- 14 June 2023
- 5:00 – 7:00 pm
- Architecture Summer Series
A series of talks and discussions showcasing new research and approaches to thinking about buildings, cities, and landscapes in Britain and elsewhere.
- Paul Mellon Centre and Online
Empires, we are given to understand, are big affairs. Building empire is about conquering and accumulating vast territories, a collective enterprise of enormous proportions. Stories of imperial expansion are told through wars, annexations and much-prized commercial goods – cotton, indigo, saltpetre, opium, spices, tea – that yielded large profits. Drawing on her book Small Spaces: Recasting the Architecture of Empire (Bloomsbury, 2023), Swati Chattopadhyay offers a new approach to empire by focusing on “small spaces.” These spaces include service spaces, workspaces, storage spaces that have long been considered insignificant because of their size or location, or the minor role they seemingly play in economic and political histories. They are cook rooms, godowns, bottlekhanas – spaces with uncertain names and hazy genealogies in the margins of the imperial archive. Chattopadhyay demonstrates how attention to small scale and size, and the lived worlds of small spaces, might help us rethink empire as a global enterprise.
Respondent: Tania Sengupta
A Research Seminar Series co-organised with Rixt Woudstra (Assistant Professor in Architectural History, University of Amsterdam).
About the speakers
Swati Chattopadhyay is a professor in the Department of History of Art and Architecture at the University of California, Santa Barbara. She is a visiting professor of architectural history at the Manchester School of Architecture. Trained as an architect and architectural historian, Chattopadhyay specialises in modern architecture and urbanism, and the cultural landscape of the British empire. She is the author of Representing Calcutta: Modernity, Nationalism, and the Colonial Uncanny (Routledge, 2005; paperback 2006), Unlearning the City: Infrastructure in a New Optical Field (Minnesota, 2012) and Small Spaces: Recasting the Architecture of Empire (Bloomsbury, 2023). She co-edited, with Jeremy White, City Halls and Civic Materialism: Towards a Global History of Urban Public Space (Routledge, 2014) and Routledge Companion to Critical Approaches to Contemporary Architecture (Taylor and Francis, 2019). Her awards include a Guggenheim Fellowship; three fellowships from the American Institute of Indian Studies; a J. Paul Getty Fellowship; a National Science Foundation Grant; a Fellowship from the Swedish Collegium for Advanced Study; a Distinguished Visiting Fellowship from Queen Mary, University of London; a Birkbeck Institute for the Humanities Fellowship, University of London; and the Society of Architectural Historians Founder's Award. She is a Founding Editor of PLATFORM and a former editor of the Journal of the Society of Architectural Historians (JSAH). In 2018 she was named as a Fellow of the Society of Architectural Historians for a lifetime of significant contributions to the field.

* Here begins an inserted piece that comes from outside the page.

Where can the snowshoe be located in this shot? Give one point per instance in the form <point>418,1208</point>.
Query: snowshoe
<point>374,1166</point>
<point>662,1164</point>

Tania Sengupta is Associate Professor and Director of Architectural History and Theory at the Bartlett School of Architecture, University College London. Her research looks at histories and legacies of colonial architecture and urban landscapes in South Asia and more broadly global postcolonial contexts, and questions of (in)equity that stem from these inheritances today. She is particularly interested in marginalised knowledges, sites and people in architectural history. Themes in her research include: architectures of colonial everyday governance; provincial identity and urban-rural relationships; spaces of domesticity; race and the built environment; histories of architectural expertise; and the relationship between architecture, material cultures and life-worlds.
Dr Sengupta is presently on a Paul Mellon Centre Mid-Career Fellowship for her monograph on the spatial cultures of provincial governance and everyday life in colonial eastern India in the nineteenth century. Along with Dr Stuart King (University of Melbourne), she is also working on a RIBA-commissioned volume entitled Reclaiming Colonial Architecture that looks at recent responses to the material inheritance of colonialism across the world, spanning the built and the natural environment and material culture. She has also written on methodological questions researching on women and space in sites of colonial provinciality and contributed a chapter on the architecture of colonial South Asia in Sir Banister Fletcher’s Global History of Architecture (2020) and a piece entitled “Race and Built Environment in Britain” in the forthcoming Bloomsbury Encyclopaedia of Women in Architecture. Her research on colonial paper-bureaucracy and governmental space received the RIBA President’s Medal for Research 2019. She is Co-chief Editor of the Architecture Beyond Europe journal and Co-curator of the curricular resource (2020) “‘Race’ and Space: What Is ‘Race’ Doing in a Nice Field like the Built Environment?”